Churches after the storm


Coronavirus pandemic

Churches after the storm

Will the people return to the pews when the pandemic is over?
Photo: Mazur/catholicnews.org.uk

 

A leading theologian and sociologist believes that, when the dust has settled on the pandemic, dioceses in England and Wales that had been planning for a future with fewer priests and fewer laypeople are likely to find the shrinking in Mass attendance to have been accelerated

Preparations are being made by the bishops’ conferences of Ireland, Scotland, and England and Wales to safely reopen churches for public Masses and for private prayer. I am not alone in wondering what Mass attendance figures might look like when all this is over.

I’m a sociologist and theologian with an interest in evangelisation. In Catholicism in the Time of Coronavirus, an ebook now available free from Word on Fire Institute (https://www.wordonfire.org/covid/) I look at the impact of the Covid-19 crisis on the Church, especially in the United States, and how the Church’s pastoral and evangelistic mission might most effectively respond. It is of and for a particular moment very aptly likened – as Pope Francis did in his extraordinary Urbi et Orbi blessing on 27 March – to a storm at sea.

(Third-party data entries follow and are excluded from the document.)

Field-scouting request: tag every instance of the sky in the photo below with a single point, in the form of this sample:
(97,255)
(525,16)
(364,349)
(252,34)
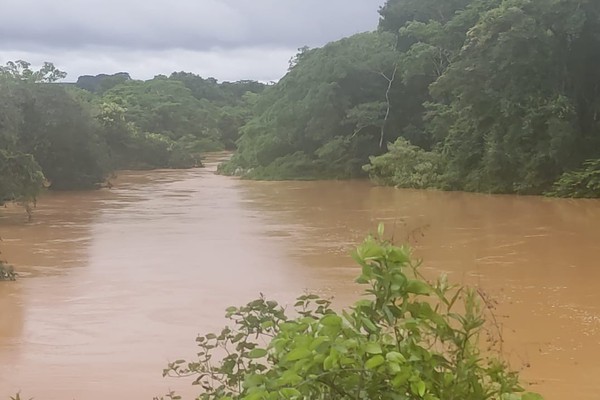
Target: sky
(225,39)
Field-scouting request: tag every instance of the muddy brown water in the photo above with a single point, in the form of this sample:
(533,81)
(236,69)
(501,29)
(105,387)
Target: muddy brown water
(116,283)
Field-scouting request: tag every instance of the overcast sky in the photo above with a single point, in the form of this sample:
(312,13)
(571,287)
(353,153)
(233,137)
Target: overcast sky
(225,39)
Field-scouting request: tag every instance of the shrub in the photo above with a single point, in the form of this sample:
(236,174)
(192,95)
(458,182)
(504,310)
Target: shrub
(410,339)
(581,183)
(7,273)
(406,165)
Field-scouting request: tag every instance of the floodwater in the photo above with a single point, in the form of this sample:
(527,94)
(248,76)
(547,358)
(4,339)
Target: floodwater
(117,282)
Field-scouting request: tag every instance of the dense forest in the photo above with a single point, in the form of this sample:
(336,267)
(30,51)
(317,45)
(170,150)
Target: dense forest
(477,95)
(73,136)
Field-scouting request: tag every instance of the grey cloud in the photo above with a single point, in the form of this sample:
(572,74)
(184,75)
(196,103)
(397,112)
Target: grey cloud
(225,39)
(187,24)
(262,64)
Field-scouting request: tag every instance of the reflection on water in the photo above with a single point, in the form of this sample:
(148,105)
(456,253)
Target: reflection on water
(117,282)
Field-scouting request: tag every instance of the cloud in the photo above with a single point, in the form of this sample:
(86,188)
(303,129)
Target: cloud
(262,64)
(227,39)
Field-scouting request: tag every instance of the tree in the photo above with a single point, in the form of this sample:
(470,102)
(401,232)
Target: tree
(409,339)
(21,70)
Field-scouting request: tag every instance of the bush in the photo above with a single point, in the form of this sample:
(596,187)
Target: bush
(7,273)
(407,166)
(410,339)
(582,183)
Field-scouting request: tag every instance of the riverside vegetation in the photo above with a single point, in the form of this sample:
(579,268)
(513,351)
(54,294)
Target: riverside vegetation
(495,96)
(408,339)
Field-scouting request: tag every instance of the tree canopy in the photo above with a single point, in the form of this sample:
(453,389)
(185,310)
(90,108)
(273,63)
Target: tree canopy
(502,93)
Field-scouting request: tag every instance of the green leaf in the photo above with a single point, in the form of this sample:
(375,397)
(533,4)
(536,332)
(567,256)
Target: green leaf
(298,354)
(374,362)
(288,393)
(418,287)
(531,396)
(257,353)
(373,348)
(394,356)
(331,320)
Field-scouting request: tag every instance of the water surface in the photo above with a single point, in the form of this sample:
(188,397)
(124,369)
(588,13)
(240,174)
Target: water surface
(115,283)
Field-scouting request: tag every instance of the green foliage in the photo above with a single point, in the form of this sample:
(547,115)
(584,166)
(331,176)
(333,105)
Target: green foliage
(7,273)
(407,166)
(21,71)
(21,178)
(331,97)
(101,83)
(584,182)
(407,339)
(512,89)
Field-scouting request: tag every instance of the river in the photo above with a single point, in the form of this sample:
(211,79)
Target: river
(117,282)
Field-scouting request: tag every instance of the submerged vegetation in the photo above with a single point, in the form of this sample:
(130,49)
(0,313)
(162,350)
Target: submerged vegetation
(407,339)
(493,96)
(69,136)
(7,273)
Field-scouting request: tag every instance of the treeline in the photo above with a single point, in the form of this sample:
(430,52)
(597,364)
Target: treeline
(72,136)
(498,96)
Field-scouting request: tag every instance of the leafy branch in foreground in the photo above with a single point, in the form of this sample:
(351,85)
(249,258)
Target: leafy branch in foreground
(409,339)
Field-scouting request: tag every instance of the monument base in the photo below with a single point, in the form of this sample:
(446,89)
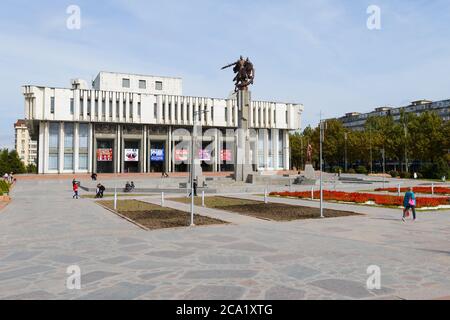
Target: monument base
(310,173)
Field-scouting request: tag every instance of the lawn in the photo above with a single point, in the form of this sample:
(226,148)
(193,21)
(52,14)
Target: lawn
(111,195)
(155,217)
(367,198)
(270,211)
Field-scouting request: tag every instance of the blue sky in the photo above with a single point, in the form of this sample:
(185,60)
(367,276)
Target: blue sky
(319,53)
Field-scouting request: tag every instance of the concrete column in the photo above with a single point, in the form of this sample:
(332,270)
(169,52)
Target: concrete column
(275,148)
(166,110)
(119,149)
(169,147)
(76,147)
(43,146)
(266,149)
(146,153)
(91,150)
(286,153)
(127,107)
(61,148)
(76,105)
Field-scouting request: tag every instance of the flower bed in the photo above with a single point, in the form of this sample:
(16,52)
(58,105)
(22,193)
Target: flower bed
(425,190)
(357,197)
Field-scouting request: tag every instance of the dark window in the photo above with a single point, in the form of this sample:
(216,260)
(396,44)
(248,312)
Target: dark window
(52,105)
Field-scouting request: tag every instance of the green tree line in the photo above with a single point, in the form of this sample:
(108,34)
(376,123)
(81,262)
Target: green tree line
(414,143)
(10,162)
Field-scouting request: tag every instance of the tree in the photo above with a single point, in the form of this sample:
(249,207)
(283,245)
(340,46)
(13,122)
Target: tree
(10,162)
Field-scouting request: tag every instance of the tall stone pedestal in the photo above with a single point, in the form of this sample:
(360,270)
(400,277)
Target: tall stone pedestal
(310,173)
(243,162)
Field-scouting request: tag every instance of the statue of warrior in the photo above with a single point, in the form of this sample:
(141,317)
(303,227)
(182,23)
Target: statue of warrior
(309,153)
(244,73)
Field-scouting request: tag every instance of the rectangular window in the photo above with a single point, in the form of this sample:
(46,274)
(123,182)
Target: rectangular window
(72,102)
(270,148)
(68,161)
(53,144)
(261,162)
(83,134)
(89,107)
(52,105)
(96,107)
(104,108)
(280,149)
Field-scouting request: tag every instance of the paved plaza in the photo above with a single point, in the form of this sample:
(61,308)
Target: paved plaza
(43,231)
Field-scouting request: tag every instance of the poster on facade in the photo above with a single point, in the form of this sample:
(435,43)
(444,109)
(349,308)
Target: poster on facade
(204,155)
(225,155)
(181,155)
(131,155)
(157,155)
(104,155)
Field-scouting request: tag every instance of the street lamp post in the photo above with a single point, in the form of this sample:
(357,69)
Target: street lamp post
(193,144)
(321,166)
(345,156)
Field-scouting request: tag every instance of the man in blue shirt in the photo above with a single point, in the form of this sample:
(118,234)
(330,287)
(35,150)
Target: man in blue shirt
(409,203)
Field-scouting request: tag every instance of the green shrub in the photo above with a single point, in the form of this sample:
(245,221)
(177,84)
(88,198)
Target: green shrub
(4,186)
(405,175)
(361,170)
(394,174)
(337,169)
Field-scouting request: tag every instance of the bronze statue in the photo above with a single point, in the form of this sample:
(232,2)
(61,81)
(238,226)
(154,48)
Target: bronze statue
(245,73)
(309,154)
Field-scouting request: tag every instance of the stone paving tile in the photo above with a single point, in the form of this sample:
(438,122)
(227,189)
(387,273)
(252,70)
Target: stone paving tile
(120,291)
(320,259)
(284,293)
(219,274)
(347,288)
(95,276)
(22,272)
(33,295)
(203,292)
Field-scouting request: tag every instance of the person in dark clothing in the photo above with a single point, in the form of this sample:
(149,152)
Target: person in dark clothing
(409,203)
(100,191)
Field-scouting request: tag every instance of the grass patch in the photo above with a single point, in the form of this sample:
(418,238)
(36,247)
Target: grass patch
(155,217)
(121,195)
(270,211)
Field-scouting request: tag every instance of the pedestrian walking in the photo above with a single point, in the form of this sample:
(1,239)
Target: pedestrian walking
(75,189)
(409,203)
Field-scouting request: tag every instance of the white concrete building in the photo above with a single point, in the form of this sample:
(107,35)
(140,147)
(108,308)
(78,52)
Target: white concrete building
(137,123)
(24,145)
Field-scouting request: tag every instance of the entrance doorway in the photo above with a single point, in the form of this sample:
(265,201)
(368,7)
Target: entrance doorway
(105,159)
(157,156)
(132,163)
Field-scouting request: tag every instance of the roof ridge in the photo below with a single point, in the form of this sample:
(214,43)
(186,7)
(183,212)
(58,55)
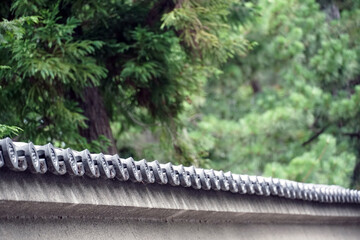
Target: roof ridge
(19,156)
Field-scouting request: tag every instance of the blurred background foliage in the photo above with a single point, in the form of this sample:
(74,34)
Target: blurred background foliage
(266,87)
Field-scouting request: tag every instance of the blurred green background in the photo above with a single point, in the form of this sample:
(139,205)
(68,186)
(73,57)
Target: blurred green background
(267,87)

Here I want to put on my sociologist hat and look at the likely impact of the crisis on Mass attendance in the United Kingdom. I lay out a mix of facts, reasonable theory, and informed-but-fallible speculation. A good deal of my analysis is not exactly cheering reading, though in my ebook I highlight some “silver lining” counter-trends. I have written in the past about the need for those committed to the new evangelisation to be clear sighted and realistic. There is no one, believe me, who would be happier to see me proven wrong.